Yep. Relative to a basket of other world currencies, the US dollar has surged in value: 

Rising rates will threaten the continuation of the recovery. There is nothing that can reverse that trend at the moment; it’s all in the pipeline. And there’s nothing good that can be done, only a choice among bad things. 

This echoes a prevalent assessment that rising rates are causing the current market turmoil and that further damage is ahead.  

The Fed is in a tricky place – one potential outcome is that they rapidly raise rates to fight inflation and accidentally overdo it, dampening demand too much and causing a recession. Another possibility is that they are behind the curve with their rate increases, and inflation remains painfully high for the foreseeable future. 

The path for a “soft landing,” characterized by a slowdown in inflation amid continued economic growth, is narrow. If the Fed doesn’t act carefully, it may be left with “a choice among bad things.” 

What happens really depends on the vigor of the economy. If it keeps clicking along, then the rates will go up some more. If the economy shows the effects of the current rates, and that is what happens in our forecasts, the rates will come down some. 

As one not known for bold predictions, I can appreciate the impartiality of this statement. If the economy keeps surging, inflation will likely remain elevated, and the Fed will stay on its rate-raising path. If we slip into a recession, we’ll probably see the Fed come to the rescue by cutting interest rates. 

Of course, even if you knew the path of interest rates or inflation, you probably wouldn’t be able to profit from that information. Historically, stock returns are positive regardless of the Fed’s interest rate changes. And there isn’t a reliable connection between stock returns and inflation, either.  

If you’re still with me here (I know that was a lot of “economic speak”), here’s the big twist, the “I see dead people” moment: All these quotes, while absolutely real, are from interviews conducted and published 39 years ago. So just like when you rewatch The Sixth Sense after you know the twist, feel free to go back and re-read knowing THIS twist. It’s uncanny how applicable these quotes from 1983 are today.  

Given the seemingly similar economic environment, you might be wondering about stock returns following that NYT article: 

S&P 500 Annualized Returns Beginning August 1983 

3 Yr5 Yr 10 Yr 
18.3%15.3% 14.7% 

We’d love to expect similar returns from here, but the final piece of wisdom from 1983 comes from Secretary of the Treasury, Donald Regan:

“I would not dream of forecasting the stock market. All forecasts on the stock market are evenly divided between right and wrong.” 

The details of our current situation differ from 1983 since every economic climate is unique, but whatever is next for our economy will be driven first by sentiment and narratives, then show up in the details. That’s the takeaway from the twist in this article – at any given time, the millions of data points that make up “the economy” are trivial compared to the prevailing emotions.
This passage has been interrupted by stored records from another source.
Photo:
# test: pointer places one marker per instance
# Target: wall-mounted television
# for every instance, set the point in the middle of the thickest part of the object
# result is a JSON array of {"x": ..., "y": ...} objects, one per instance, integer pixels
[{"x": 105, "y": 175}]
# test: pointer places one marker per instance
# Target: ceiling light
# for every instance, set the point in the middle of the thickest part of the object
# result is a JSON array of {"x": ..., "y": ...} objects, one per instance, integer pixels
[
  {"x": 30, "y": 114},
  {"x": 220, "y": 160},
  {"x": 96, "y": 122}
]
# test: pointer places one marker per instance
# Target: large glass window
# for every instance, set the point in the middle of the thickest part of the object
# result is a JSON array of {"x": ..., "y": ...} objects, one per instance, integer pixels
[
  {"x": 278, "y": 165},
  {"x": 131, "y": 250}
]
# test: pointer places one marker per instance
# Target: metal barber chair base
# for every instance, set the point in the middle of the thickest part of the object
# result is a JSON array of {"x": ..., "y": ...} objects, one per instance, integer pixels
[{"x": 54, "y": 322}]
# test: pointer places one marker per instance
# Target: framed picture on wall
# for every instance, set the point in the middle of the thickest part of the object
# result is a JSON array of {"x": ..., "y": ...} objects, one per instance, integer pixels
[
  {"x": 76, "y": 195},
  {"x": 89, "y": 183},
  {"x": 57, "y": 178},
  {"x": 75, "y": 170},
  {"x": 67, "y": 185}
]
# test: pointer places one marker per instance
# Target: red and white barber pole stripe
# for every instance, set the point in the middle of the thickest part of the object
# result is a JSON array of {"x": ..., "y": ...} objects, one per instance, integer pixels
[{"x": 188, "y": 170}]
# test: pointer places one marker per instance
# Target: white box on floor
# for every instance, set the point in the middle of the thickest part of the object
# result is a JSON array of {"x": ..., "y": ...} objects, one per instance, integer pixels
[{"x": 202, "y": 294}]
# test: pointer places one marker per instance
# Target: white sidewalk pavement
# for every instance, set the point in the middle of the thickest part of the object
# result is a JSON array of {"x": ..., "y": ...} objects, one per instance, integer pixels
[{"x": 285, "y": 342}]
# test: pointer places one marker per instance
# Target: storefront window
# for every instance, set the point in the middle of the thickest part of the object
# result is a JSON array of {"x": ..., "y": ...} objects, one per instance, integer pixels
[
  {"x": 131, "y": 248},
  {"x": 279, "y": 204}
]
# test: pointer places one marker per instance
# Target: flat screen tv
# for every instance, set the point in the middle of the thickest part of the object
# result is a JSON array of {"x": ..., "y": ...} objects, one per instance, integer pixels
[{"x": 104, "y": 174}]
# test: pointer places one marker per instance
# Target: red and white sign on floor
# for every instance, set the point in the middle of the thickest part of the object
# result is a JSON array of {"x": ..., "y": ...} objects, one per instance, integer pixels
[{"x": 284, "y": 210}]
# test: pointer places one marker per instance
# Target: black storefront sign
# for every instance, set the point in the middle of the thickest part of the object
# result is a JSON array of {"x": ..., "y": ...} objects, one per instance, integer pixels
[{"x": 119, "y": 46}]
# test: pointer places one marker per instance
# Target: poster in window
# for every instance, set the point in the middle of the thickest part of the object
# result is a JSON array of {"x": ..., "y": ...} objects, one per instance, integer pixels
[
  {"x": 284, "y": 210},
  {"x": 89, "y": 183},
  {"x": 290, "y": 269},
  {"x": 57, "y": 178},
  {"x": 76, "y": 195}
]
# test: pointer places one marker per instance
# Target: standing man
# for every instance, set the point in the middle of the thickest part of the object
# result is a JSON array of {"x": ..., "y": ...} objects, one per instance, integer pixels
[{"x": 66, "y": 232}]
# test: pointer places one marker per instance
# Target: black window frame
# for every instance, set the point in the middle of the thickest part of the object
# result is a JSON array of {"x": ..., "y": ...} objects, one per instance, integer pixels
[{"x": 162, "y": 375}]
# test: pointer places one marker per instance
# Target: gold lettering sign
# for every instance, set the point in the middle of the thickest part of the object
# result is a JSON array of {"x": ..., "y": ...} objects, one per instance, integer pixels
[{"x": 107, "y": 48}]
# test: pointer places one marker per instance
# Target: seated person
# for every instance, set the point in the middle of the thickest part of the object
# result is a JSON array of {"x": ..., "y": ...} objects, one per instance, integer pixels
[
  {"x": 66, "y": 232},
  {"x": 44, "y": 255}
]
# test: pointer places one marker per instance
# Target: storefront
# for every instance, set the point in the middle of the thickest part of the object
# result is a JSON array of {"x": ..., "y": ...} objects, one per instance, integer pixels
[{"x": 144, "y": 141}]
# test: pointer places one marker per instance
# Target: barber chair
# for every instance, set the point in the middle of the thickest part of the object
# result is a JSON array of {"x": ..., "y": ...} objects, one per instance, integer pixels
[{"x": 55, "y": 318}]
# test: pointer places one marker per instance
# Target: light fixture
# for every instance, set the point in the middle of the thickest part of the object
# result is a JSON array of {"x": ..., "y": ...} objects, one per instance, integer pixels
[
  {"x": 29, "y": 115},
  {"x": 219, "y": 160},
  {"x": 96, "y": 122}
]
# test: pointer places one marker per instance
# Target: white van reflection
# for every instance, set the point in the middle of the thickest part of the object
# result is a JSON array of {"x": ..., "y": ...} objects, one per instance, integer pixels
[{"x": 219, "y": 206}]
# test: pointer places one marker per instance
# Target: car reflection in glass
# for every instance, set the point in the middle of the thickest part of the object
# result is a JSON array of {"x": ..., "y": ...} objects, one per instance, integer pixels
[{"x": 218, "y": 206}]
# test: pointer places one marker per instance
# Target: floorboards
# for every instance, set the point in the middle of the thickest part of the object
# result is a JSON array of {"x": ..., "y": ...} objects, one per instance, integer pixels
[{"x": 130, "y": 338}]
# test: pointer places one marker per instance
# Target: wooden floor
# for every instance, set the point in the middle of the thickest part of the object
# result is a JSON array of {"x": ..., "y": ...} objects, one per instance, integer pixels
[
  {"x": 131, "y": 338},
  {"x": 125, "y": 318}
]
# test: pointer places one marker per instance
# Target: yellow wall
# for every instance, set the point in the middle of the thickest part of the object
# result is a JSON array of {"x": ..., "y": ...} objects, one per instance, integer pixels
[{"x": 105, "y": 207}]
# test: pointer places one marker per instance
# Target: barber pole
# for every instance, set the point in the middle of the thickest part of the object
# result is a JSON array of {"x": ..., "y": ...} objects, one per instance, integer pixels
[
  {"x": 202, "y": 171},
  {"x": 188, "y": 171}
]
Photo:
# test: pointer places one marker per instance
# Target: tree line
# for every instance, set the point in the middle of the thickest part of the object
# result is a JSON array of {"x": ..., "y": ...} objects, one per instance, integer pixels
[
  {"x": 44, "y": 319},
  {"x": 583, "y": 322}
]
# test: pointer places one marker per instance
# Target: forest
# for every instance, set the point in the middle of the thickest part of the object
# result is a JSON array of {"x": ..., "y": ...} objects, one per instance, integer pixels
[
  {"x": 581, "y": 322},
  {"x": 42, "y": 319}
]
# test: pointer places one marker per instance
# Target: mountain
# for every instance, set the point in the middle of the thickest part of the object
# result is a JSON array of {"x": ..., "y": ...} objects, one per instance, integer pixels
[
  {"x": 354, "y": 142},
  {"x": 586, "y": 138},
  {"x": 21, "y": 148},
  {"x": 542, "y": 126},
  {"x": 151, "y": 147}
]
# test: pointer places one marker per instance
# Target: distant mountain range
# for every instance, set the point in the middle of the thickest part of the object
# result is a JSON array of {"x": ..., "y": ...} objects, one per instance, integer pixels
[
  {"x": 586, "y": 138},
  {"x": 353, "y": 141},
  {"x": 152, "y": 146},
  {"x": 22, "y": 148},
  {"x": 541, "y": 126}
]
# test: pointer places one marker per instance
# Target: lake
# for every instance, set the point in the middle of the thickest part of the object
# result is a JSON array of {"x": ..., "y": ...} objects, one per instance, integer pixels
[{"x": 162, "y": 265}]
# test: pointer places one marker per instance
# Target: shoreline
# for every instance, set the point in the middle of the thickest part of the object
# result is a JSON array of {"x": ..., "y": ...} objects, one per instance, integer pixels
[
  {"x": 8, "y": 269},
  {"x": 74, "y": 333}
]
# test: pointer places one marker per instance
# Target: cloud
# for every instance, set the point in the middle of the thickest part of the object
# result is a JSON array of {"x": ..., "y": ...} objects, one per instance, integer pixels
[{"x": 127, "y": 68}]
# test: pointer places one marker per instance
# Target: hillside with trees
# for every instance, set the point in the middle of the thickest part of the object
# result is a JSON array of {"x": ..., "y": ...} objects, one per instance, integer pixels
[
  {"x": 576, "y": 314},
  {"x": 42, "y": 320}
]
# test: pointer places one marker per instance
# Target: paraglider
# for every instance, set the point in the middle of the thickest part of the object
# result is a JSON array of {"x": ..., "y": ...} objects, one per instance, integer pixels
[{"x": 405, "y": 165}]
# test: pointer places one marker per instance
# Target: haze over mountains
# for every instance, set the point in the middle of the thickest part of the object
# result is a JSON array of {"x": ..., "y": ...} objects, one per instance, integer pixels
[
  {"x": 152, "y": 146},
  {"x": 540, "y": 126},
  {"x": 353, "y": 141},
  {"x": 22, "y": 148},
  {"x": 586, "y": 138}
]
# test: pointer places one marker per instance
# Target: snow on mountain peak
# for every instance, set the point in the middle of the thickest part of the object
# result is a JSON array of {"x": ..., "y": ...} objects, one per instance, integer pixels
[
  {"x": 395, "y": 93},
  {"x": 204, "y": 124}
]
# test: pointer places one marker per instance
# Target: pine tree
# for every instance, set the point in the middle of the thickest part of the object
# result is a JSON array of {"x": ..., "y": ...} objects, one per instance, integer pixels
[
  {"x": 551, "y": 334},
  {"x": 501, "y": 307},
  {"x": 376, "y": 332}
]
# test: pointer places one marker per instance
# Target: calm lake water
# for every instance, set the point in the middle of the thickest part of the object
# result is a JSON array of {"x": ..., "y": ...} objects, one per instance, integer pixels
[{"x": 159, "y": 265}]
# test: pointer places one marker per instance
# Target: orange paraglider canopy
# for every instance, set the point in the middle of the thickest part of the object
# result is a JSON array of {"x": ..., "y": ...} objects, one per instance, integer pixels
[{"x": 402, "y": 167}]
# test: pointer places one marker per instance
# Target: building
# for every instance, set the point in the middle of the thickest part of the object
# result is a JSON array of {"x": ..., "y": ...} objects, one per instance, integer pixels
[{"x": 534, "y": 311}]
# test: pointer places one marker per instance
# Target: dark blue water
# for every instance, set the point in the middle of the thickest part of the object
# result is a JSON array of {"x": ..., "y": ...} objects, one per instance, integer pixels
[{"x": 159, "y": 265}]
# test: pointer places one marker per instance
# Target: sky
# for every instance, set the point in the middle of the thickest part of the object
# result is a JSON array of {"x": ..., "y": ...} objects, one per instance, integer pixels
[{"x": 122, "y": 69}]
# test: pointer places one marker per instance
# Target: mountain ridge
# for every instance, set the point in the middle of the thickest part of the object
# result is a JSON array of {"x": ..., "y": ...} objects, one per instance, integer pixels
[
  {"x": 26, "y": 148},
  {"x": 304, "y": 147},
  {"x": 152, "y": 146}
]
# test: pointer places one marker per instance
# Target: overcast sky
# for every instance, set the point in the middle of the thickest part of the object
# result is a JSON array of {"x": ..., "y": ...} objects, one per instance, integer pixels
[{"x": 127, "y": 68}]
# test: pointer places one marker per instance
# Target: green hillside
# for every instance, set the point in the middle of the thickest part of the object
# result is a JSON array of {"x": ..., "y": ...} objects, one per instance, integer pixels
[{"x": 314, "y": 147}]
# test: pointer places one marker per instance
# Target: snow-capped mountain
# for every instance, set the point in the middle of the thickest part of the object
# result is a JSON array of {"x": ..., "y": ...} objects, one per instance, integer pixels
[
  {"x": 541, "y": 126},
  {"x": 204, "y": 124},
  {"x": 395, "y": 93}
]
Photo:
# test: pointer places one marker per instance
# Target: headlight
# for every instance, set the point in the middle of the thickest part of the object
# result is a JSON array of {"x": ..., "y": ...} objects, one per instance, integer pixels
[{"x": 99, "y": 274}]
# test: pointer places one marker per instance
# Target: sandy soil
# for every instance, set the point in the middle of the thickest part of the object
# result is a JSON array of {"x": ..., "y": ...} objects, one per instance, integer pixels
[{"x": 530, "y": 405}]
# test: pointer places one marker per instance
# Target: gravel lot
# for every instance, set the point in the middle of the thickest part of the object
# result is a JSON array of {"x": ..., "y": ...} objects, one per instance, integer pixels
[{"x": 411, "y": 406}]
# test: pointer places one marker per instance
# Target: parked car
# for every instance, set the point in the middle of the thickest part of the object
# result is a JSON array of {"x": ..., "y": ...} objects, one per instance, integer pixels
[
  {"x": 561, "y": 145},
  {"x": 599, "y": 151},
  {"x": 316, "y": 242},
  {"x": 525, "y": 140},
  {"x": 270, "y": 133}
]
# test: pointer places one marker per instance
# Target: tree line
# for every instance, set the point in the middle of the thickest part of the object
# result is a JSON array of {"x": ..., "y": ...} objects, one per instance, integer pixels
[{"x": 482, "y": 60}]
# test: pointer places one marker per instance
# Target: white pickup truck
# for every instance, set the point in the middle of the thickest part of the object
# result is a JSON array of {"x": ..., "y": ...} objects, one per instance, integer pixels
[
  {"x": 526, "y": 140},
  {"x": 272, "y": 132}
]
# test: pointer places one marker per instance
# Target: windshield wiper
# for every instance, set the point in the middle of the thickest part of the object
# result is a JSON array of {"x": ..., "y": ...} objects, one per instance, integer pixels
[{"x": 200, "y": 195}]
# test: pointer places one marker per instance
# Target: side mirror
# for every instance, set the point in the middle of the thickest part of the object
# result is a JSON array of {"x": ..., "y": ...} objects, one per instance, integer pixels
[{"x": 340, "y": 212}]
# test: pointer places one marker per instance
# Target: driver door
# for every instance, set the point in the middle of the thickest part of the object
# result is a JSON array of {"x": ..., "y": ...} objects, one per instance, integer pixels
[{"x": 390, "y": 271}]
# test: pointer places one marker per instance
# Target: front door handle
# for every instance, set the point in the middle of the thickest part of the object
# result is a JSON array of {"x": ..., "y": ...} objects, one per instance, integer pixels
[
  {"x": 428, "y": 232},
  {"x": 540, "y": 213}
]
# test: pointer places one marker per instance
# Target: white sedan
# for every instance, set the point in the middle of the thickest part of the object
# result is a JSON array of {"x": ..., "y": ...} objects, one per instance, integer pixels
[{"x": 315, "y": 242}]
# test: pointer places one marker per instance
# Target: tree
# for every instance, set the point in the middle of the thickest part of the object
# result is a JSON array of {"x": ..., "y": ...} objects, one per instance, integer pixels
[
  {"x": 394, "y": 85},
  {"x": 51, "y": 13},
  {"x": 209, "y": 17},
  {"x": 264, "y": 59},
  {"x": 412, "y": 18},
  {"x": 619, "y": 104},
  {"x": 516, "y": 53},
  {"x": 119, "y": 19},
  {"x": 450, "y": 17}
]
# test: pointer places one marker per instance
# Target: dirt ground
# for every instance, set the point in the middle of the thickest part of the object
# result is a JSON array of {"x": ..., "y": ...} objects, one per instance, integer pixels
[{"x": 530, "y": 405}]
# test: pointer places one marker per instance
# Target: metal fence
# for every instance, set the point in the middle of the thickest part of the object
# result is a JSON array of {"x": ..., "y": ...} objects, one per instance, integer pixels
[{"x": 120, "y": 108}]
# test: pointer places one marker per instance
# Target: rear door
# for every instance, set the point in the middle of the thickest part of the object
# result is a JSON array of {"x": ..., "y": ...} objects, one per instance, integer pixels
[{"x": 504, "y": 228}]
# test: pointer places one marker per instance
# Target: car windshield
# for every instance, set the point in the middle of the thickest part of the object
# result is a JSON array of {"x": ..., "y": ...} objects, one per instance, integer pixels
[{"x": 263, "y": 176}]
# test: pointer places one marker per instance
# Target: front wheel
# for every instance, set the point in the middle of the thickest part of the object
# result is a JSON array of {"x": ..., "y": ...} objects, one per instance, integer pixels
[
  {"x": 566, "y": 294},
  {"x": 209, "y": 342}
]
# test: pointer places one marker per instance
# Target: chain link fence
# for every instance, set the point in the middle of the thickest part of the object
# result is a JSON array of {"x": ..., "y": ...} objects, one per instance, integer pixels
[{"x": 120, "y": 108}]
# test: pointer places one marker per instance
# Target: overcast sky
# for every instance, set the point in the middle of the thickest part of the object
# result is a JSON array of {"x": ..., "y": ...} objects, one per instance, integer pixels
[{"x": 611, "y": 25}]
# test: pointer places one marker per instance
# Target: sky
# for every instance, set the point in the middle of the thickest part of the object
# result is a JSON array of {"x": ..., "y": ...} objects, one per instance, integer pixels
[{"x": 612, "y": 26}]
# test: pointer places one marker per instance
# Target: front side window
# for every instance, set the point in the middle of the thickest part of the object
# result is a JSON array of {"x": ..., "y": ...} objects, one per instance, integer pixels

Fear, greed, anxiety, and jealousy are vastly more influential than statistics. These emotions are the driving forces behind every boom and bust. They are how stocks can surge 20% one year and fall 20% the next. Or how crypto can double then get cut in half. They are the reason, throughout all of human history, we’ve had business cycles, not simply unimpeded progress. And just when you think a cycle has staying power, it turns again.

Whatever happens with inflation and interest rates, you can count on it being unknowable and out of your control. Rather than worrying about an uncertain short-term future, lean into what you can control. Monitor your budget, increase savings if you can, and recognize that short-term pain is the cost of long-term gain. Even though you know how this ends historically, the twist makes for an exciting ride.